Alexandra, a senior at Lamar High School, told Zerwas she silently struggled with grief, anxiety and depression after her father died of cancer during her sophomore year. Her despair was harder to spot because she remained involved in school, leading several school organizations while participating in sports. But her grief came to a head during a precalculus test, when she found herself unable to complete the task.

Instead of solving equations, she wrote her teacher a letter about her pain. That led her to meet with CIS counselors, who showed her coping techniques and resources she said helped her rebound.

For Diona, a 16-year-old junior at Memorial, feelings of guilt plagued her conscious after a friend committed suicide when she was in seventh grade. Why wasn’t I able to save him, she thought. What could I have done to keep him here?

She suffered alone until ninth grade, when a friend told her about Memorial High’s wellness center. Counselors there taught her breathing techniques to help her get through panic attacks and bought her journals to log her feelings. She’s already filled two notebooks with musings and deeper thoughts, a practice she said helps her process her stresses and move on with her day.

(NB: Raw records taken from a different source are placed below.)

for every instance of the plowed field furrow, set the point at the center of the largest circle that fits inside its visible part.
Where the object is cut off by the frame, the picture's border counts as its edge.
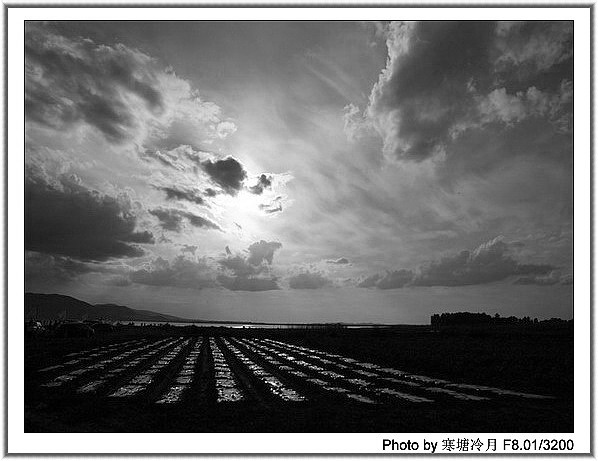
(121, 371)
(91, 355)
(226, 383)
(400, 378)
(273, 385)
(308, 377)
(183, 380)
(77, 374)
(144, 379)
(228, 372)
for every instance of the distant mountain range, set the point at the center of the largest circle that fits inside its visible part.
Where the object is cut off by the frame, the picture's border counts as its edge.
(40, 306)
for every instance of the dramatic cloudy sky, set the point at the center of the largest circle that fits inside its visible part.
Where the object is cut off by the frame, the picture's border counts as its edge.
(302, 172)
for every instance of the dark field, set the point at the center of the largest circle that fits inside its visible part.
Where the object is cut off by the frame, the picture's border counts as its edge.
(404, 379)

One of the biggest helps for Nicholas was attending group sessions with other young men. Watching them open up helped crack a wall of tough appearances and misplaced jokes that previously prevented him from talking about his problems. Without the help of therapists and the courage of his fellow students, he said his life would have likely been in peril.

“I think either I would have dropped out, committed suicide or been in a gang, drugs or whatever, because there were a lot of external things and outside forces that were really pulling me,” Nicholas said. “I think I wouldn’t have been able to hold on for much longer if they weren’t here.”

Zerwas said legislators have begun to recognize that addressing students’ mental health issues can’t be left to schools to handle on their own and that lawmakers will need to find ways to fund changes in order to prevent more serious issues in the future.

“If there is something good that comes out of a Santa Fe shooting or a Sutherland Springs shooting, it’s just to heighten our awareness that mental health is - when you get right down to it - an issue we have to deal with,” Zerwas said. “I have no doubt we could make it better, and sometimes that just means putting a little more money into it.”

Bey said more money and counselors would help but also encouraged lawmakers to spell out counselors’ duties in law so school-based leaders will be less likely to assign them more menial administrative tasks, such as scheduling standardized tests. The more time counselors can spend with students, she said, the more they can help.

“People don’t realize the severity of the problems our kids are dealing with. People blow it off as high-school-age drama,” Bey said. “It’s not - it’s severe mental health issues students are dealing with.”